Some People Don’t Pass Out
For nonfictional people, narcolepsy is characterized by what’s called “excessive daytime sleepiness.” It’s the sudden, overwhelming desire to take a nap, no matter how much sleep you’ve gotten.
“The sleep attacks, it’s not what people think,” Heather says. “It’s a lot more controllable than that.
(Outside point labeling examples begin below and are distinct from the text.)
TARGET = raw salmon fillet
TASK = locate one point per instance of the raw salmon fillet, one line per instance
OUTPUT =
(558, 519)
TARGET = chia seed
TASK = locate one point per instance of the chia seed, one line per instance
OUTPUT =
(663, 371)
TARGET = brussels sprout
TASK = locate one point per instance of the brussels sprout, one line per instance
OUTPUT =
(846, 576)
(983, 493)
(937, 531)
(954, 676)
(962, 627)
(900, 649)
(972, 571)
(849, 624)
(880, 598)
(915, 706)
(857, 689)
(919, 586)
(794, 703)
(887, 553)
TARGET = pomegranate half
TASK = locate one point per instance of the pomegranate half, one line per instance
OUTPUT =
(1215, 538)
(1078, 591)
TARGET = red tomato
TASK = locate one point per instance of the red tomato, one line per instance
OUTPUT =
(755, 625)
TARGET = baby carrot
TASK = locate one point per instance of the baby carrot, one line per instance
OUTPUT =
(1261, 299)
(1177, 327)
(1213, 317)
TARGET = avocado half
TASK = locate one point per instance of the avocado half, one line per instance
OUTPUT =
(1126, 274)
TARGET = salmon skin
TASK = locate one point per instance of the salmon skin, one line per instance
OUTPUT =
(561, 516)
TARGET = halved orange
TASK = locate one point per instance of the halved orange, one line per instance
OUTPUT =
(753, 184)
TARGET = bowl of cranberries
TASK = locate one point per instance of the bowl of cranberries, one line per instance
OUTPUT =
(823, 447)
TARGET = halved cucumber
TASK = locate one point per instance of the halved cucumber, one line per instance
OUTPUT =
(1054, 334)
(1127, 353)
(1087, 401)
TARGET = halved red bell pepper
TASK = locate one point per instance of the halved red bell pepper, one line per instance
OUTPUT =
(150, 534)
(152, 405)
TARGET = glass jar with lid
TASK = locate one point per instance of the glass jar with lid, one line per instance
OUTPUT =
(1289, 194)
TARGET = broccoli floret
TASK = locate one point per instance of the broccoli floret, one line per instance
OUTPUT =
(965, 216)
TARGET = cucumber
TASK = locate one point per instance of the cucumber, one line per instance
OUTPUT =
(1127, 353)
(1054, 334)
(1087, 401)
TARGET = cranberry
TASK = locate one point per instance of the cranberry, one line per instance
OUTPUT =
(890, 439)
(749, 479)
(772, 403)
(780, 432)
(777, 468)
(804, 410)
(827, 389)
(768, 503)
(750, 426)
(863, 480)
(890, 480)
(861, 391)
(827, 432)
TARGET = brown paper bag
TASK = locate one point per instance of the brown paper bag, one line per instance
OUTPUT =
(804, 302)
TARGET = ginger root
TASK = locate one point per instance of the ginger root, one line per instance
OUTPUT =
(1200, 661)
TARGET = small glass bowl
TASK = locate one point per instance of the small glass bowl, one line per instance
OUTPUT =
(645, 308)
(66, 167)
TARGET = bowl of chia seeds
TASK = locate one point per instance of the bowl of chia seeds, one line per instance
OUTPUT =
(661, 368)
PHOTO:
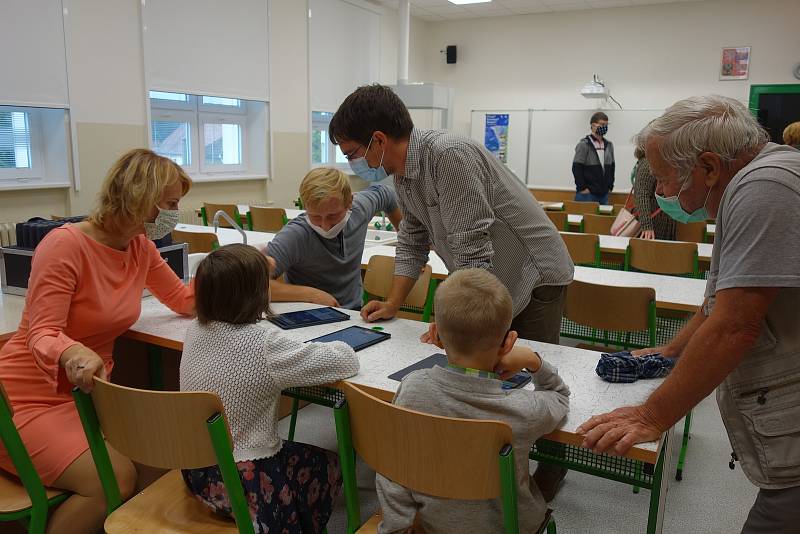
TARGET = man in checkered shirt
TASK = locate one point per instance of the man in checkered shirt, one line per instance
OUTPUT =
(460, 200)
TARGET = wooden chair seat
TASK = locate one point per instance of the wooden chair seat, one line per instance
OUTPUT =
(14, 497)
(167, 506)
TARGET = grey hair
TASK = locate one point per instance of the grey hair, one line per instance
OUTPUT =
(713, 123)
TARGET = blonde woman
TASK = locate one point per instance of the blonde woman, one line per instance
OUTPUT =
(319, 253)
(85, 290)
(791, 135)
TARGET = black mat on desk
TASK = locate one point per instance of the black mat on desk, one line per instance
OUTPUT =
(427, 363)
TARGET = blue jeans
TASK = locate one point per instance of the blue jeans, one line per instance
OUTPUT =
(588, 197)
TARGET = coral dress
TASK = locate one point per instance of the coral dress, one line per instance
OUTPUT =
(80, 291)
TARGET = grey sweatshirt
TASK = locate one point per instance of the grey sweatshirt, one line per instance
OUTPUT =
(531, 414)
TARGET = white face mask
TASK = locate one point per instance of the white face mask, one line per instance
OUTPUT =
(334, 230)
(165, 222)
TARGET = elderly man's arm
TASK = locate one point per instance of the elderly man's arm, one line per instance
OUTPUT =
(717, 347)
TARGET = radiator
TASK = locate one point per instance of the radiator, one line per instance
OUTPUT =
(8, 234)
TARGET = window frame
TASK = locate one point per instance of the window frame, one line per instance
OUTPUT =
(36, 171)
(225, 118)
(180, 115)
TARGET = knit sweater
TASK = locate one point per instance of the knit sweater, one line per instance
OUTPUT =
(248, 365)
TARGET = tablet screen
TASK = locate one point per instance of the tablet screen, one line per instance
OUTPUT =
(355, 336)
(308, 317)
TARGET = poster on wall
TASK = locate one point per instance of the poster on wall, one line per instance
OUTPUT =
(735, 63)
(496, 135)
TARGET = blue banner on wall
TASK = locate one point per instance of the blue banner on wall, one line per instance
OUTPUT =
(496, 135)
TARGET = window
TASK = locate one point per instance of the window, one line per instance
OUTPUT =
(20, 150)
(323, 152)
(209, 135)
(33, 148)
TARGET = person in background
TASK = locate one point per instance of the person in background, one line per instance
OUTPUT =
(711, 157)
(593, 164)
(459, 199)
(473, 317)
(791, 135)
(661, 225)
(85, 290)
(319, 252)
(290, 486)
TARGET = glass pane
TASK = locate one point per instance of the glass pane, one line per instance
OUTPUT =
(172, 139)
(15, 140)
(223, 144)
(162, 95)
(319, 146)
(219, 101)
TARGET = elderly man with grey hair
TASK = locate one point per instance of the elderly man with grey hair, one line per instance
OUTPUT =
(712, 159)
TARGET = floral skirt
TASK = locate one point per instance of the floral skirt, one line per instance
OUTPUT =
(291, 492)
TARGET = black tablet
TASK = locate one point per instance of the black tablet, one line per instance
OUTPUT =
(300, 319)
(355, 336)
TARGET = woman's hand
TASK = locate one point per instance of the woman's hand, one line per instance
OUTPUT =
(81, 364)
(648, 234)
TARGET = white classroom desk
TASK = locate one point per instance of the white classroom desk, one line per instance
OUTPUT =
(11, 307)
(618, 245)
(590, 395)
(672, 292)
(158, 325)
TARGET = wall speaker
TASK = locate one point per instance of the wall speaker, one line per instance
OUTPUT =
(451, 53)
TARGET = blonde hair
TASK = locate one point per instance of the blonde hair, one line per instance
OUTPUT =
(325, 182)
(791, 134)
(133, 185)
(473, 311)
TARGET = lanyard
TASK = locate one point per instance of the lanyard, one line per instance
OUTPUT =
(472, 372)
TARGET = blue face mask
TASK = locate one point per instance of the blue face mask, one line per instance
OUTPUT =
(672, 207)
(362, 169)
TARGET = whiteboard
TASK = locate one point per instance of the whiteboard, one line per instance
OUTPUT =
(518, 131)
(554, 134)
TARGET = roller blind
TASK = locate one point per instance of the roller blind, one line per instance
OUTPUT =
(344, 50)
(32, 63)
(207, 47)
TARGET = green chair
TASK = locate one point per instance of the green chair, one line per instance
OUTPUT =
(208, 211)
(24, 499)
(425, 453)
(584, 249)
(167, 430)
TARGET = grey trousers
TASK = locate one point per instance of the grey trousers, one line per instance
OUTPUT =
(774, 512)
(541, 318)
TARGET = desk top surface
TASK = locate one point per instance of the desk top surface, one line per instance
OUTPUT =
(590, 395)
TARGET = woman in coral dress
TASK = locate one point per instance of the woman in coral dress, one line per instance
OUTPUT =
(85, 290)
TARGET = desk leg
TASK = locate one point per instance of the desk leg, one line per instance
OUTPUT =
(658, 493)
(154, 366)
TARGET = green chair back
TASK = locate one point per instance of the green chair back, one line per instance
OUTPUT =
(164, 429)
(32, 514)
You can tell when it’s coming … If you’ve ever like, during exam weeks, sometimes people will stay up two nights in a row — one night wouldn’t do it — to the point that you feel you cannot keep your eyes open anymore, or when you’re driving in a car and it’s really monotonous, that kind of drowsiness … You can continue and struggle to fight against it, but you’re really fighting a losing battle.”
To Hollywood’s credit, the “falling asleep at inconvenient times” part isn’t a total fabrication. “You don’t necessarily just fall asleep, but it is so hard to resist that there is some falling asleep in weird places,” Lexi says. “I fell asleep at the vet once.”
What leads to misconceptions like the classic soup scuba gag is a completely different but associated phenomenon called cataplexy, which is characterized by sudden muscle weakness. When someone is suffering a cataplexy attack, it might appear that they’ve fainted, but they’re actually still awake.
“[People] think I’m in a coma or something, but I’m awake and aware of what’s going on,” Heather says. That can lead to some wacky misunderstandings: “There was one time I was taken in [to the ER] and there were two nurses rolling me over and saying, ‘I’ll get a rectal while you do the catheter.’ I was stuffed like a turkey from both ends.”